We flubbed! In a post last Thursday, we mentioned the Gravia lamp. As more than one reader pointed out, it is physically impossible for the award-winning design to generate as much light as originally claimed.
Sigh. According to our rusty recollection of physics, the calculations -- we geeked out reading the long thread over at Slashdot -- seem to be correct.
As for your reaction? It was well represented by the following quote from reader minimalia. For us, it brought to mind a chapter from history:
...giving things like the Gravia awards & all manner of blog coverage does the design & ecology fields a disservice. It makes us look like illiterate daydreaming twits who have no idea what it takes to make real solutions to real problems.
Towards the end of World War II, when it became clear that the Allies were about to win the war and manufacturers would have to shift to making consumer products, advertisements and articles in the mainstream press ridiculed architects for dreaming up impossible visions of the future; ads showed things people thought to be impossible or silly, such as boxy prefabricated houses with a helicopter parked on the roof, and encouraged active "planning" rather than idle "dreaming" about the future.

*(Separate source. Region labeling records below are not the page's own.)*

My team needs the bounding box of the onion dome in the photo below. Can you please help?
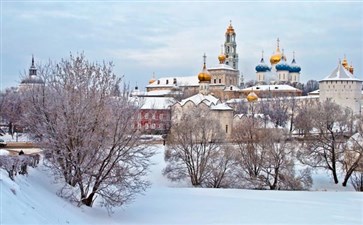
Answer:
[348,63,354,74]
[270,38,282,65]
[149,73,156,84]
[289,52,301,73]
[276,59,290,71]
[275,51,290,71]
[226,21,234,34]
[247,91,258,102]
[218,53,226,64]
[255,51,270,72]
[198,54,212,82]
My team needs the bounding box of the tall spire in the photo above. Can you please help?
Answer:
[224,20,238,70]
[29,54,37,76]
[203,52,207,70]
[261,50,265,63]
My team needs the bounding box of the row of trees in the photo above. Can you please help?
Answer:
[164,98,363,190]
[244,80,319,96]
[1,54,154,212]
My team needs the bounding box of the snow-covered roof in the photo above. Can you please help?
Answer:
[210,103,233,110]
[207,64,237,71]
[224,85,241,91]
[144,90,171,96]
[321,63,361,81]
[146,76,199,87]
[308,89,320,95]
[242,84,301,91]
[179,94,233,110]
[180,94,219,106]
[141,97,175,109]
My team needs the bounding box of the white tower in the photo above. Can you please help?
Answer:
[319,62,362,114]
[198,53,212,95]
[224,21,238,70]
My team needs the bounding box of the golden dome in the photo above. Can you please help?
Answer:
[149,73,156,84]
[198,67,212,82]
[270,52,281,65]
[198,54,212,82]
[226,21,234,34]
[218,53,226,64]
[247,91,258,102]
[342,56,349,69]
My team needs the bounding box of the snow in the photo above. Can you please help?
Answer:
[179,94,220,106]
[207,63,237,71]
[0,145,363,225]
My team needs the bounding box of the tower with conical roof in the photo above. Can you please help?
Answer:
[319,60,362,114]
[19,55,44,90]
[289,51,301,83]
[224,21,238,70]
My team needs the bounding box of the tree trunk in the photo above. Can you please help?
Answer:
[332,167,339,184]
[81,192,95,207]
[342,167,355,187]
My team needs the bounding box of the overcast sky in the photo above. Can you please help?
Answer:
[0,0,363,90]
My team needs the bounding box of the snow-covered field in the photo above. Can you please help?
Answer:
[0,145,363,225]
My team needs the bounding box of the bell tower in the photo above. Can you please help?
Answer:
[224,21,238,70]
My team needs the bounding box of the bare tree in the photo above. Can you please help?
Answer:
[23,54,153,209]
[234,118,312,190]
[341,132,363,187]
[163,108,232,187]
[350,171,363,191]
[298,100,351,184]
[267,97,289,128]
[233,117,265,189]
[0,88,24,130]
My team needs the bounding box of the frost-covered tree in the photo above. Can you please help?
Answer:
[163,108,233,187]
[0,88,24,129]
[298,100,351,184]
[234,118,312,190]
[341,117,363,186]
[24,54,153,209]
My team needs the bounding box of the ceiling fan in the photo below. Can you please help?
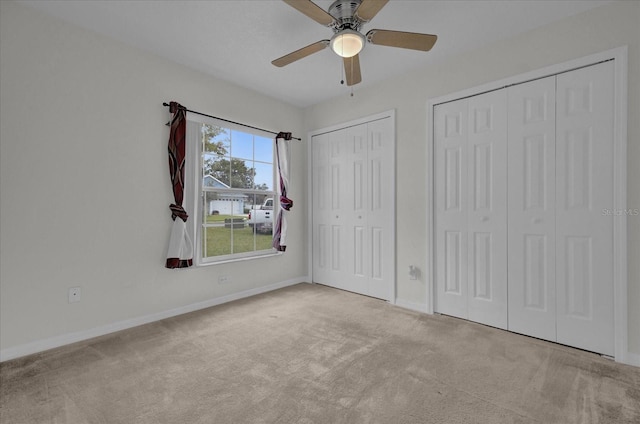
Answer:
[271,0,438,86]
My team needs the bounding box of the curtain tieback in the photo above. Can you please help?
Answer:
[169,203,189,222]
[280,196,293,211]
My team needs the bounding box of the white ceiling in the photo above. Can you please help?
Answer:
[19,0,609,107]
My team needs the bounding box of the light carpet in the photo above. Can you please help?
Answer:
[0,284,640,424]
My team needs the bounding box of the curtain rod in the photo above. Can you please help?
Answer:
[162,102,302,141]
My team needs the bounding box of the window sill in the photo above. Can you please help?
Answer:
[195,251,283,268]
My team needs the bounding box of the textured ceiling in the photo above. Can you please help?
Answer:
[19,0,608,107]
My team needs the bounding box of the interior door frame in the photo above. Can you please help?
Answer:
[425,46,640,366]
[307,109,397,304]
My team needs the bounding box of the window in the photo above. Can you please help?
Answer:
[187,115,275,264]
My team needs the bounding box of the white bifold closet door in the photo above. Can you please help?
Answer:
[505,76,556,341]
[434,90,507,328]
[508,62,614,355]
[434,62,614,355]
[312,118,395,300]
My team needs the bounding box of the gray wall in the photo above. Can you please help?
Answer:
[0,1,307,356]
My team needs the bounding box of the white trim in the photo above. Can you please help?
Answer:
[0,278,306,362]
[616,352,640,367]
[307,109,397,304]
[426,46,640,366]
[395,299,427,313]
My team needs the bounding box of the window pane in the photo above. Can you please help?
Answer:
[199,120,275,259]
[231,158,255,188]
[231,131,253,159]
[254,162,273,190]
[202,154,231,188]
[202,124,231,156]
[254,136,273,163]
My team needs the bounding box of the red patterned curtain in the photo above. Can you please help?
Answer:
[166,102,193,268]
[272,132,293,252]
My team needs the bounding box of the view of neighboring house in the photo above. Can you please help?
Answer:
[202,175,249,215]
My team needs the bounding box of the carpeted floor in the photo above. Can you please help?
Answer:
[0,284,640,424]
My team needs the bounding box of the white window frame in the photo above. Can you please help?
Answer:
[184,112,282,267]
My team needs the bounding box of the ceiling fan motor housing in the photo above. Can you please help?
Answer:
[329,0,365,33]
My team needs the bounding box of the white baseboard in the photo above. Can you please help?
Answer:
[395,298,427,314]
[0,277,308,362]
[624,352,640,367]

One architect tried to integrate these two extremes by explaining that the fantastic images were merely for inspiration, and perhaps that's how we best think of the Gravia lamp. However, rather than a interesting, cool idea, it was presented as a patent-pending prototype, about to go into production. One thing's for sure: the 2009 Greener Gadgets competition will have some manner of mechanical engineer or physicist on the jury!